For those of you not familiar with OpenStack, it’s an open source alternative to Amazon Web Services, Google Cloud and Microsoft Azure, the big public cloud providers with lots of market clout. These companies tend not to be terribly transparent about how they do things and that’s been a problem for some customers. Four years ago, Rackspace and NASA led the start of the OpenStack project to act as a check against the growing power of the major public cloud providers, particularly AWS. By being open source, it gave IT and developers direct access to the code base to customize it and build it as they see fit, something that you can’t do with a proprietary platform.
Mickos’ company offered an alternative vision and built bridges from public and private clouds to the AWS cloud, but in spite of Mickos’ own financial clout, he had trouble denting a market, caught between a variety of competitive forces including OpenStack.
Meanwhile, throughout this year, HP has begun embracing OpenStack, pivoting from its Cloud OS initiative to HP Helion and OpenStack. And interestingly enough, when they moved to Helion, the company dropped support for its AWS API.

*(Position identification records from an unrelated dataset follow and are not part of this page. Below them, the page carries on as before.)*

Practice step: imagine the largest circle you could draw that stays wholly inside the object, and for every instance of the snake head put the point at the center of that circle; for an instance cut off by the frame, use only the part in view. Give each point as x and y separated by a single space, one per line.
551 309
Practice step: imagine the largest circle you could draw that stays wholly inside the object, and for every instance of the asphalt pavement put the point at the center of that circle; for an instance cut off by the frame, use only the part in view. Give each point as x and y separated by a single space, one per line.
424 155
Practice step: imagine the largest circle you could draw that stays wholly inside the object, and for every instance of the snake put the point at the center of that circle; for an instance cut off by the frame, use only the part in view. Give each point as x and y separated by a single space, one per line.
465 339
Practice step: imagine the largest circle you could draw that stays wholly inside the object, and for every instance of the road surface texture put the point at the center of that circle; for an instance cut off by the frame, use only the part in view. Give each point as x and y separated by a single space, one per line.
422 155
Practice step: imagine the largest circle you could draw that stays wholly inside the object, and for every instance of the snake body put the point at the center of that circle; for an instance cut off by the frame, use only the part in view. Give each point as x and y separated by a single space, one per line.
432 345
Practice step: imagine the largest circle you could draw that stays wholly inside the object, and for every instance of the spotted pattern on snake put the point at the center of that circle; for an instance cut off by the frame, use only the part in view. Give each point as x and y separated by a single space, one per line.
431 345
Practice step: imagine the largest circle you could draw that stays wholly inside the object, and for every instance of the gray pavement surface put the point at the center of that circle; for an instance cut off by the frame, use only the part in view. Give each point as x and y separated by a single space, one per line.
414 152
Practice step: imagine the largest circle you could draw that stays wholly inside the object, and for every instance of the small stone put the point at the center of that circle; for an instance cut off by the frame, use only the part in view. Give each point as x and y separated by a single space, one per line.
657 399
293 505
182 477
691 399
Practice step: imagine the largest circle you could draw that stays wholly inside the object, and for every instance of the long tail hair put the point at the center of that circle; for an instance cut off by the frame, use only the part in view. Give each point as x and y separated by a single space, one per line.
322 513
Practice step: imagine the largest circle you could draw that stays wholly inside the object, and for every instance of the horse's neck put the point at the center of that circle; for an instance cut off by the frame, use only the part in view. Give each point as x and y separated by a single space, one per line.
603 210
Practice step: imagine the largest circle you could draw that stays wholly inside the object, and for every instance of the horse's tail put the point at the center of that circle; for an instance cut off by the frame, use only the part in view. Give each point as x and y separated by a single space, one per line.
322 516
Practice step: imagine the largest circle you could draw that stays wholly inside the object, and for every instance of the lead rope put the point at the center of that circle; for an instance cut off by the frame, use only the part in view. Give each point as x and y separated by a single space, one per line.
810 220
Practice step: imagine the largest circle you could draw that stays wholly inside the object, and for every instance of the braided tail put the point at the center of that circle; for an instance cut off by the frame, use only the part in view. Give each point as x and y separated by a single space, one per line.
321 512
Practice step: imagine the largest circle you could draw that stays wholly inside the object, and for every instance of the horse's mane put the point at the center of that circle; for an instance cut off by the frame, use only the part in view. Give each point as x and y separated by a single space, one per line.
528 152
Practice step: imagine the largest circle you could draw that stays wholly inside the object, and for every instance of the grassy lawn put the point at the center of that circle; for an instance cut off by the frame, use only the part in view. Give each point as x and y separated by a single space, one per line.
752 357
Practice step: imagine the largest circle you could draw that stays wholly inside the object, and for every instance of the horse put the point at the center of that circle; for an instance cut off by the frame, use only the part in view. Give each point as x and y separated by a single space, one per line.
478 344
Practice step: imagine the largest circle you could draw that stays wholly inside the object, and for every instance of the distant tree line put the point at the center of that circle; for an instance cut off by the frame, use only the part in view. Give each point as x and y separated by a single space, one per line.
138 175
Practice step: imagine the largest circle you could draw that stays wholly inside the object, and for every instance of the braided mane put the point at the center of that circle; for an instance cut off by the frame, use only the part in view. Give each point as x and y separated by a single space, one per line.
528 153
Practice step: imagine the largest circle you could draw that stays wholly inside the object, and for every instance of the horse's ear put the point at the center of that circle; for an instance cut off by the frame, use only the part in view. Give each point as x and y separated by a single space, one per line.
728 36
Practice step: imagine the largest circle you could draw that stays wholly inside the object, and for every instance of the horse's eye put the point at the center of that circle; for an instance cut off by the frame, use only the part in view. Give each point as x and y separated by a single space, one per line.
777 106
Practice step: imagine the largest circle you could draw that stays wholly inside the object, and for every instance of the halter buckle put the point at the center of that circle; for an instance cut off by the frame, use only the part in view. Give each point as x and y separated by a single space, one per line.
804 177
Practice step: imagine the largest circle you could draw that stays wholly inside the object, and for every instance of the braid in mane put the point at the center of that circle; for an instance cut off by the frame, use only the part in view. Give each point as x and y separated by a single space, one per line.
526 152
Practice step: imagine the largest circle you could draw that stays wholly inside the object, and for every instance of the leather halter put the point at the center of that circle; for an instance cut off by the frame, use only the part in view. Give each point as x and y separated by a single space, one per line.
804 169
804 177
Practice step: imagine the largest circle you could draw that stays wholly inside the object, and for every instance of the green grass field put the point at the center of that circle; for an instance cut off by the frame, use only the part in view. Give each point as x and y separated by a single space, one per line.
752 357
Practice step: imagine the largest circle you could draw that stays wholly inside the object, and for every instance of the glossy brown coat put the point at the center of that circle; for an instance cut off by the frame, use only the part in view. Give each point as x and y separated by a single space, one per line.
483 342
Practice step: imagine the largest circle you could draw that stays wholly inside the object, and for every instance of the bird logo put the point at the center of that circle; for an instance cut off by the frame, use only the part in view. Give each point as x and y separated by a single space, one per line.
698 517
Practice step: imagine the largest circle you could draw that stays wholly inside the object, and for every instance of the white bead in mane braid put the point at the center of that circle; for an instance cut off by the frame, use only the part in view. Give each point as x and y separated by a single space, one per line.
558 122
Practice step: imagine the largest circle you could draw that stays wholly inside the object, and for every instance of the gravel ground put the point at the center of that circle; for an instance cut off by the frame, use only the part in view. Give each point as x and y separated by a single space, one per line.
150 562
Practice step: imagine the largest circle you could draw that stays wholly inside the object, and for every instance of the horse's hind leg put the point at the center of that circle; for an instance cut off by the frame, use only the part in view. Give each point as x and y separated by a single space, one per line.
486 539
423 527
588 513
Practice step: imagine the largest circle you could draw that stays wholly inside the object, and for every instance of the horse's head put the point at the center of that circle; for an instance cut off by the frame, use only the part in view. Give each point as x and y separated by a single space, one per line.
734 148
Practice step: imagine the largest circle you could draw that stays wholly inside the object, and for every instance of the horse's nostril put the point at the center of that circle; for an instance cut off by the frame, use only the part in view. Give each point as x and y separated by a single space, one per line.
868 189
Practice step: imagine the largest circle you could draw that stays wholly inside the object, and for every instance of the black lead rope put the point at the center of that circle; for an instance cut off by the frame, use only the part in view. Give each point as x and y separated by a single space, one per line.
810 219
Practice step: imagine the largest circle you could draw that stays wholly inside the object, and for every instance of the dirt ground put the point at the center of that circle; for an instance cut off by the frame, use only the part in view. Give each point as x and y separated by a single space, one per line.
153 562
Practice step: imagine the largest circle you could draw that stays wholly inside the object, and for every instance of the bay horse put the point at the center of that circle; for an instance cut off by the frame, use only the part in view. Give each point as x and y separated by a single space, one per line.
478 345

Unbeknownst to us, these two companies were about to come together in spite of originally coming at the cloud from opposite directions.
These deals tend to take some time, so it’s not hard to imagine that right about the time, Mickos was suddenly finding his OpenStack religion, he very well could have been having a conversation with HP about being acquired.
Regardless, HP decided to do it and in the process, they named Mikos as their new senior vice president in charge of the cloud division, basically handing him the keys to their cloud strategy. That means he will have a big influence on the future direction of the company’s cloud business.
One of the complaints around OpenStack in spite of its growing popularity in the enterprise is that it requires a high level of technical expertise to deploy. To answer this, just last week HP announced some services designed to help ease the pain of OpenStack implementation, but it’s conceivable says Sravish Sridhar, CEO of Kinvey, a mobile development platform, that HP will leverage this purchase to create an appliance to simplify OpenStack implementations.
“With the Eucalyptus acquisition, HP has a product-focused team that knows how to develop a cloud appliance that is really easy to deploy and manage — something that OpenStack software is known to be very weak in.”
HP isn’t alone in this market though as rivals VMware, IBM, Red Hat and others are also trying similar strategies. Red Hat recently announced a software appliance to give customers an easier way to test OpenStack, and this could be the first step toward other appliances to ease implementation issues around OpenStack.
While this might seem a strange matchup on its face, it could also be a simple case of HP covering its market bases, or it could be using its pocketbook to make its cloud offerings more attractive in an increasingly competitive marketplace.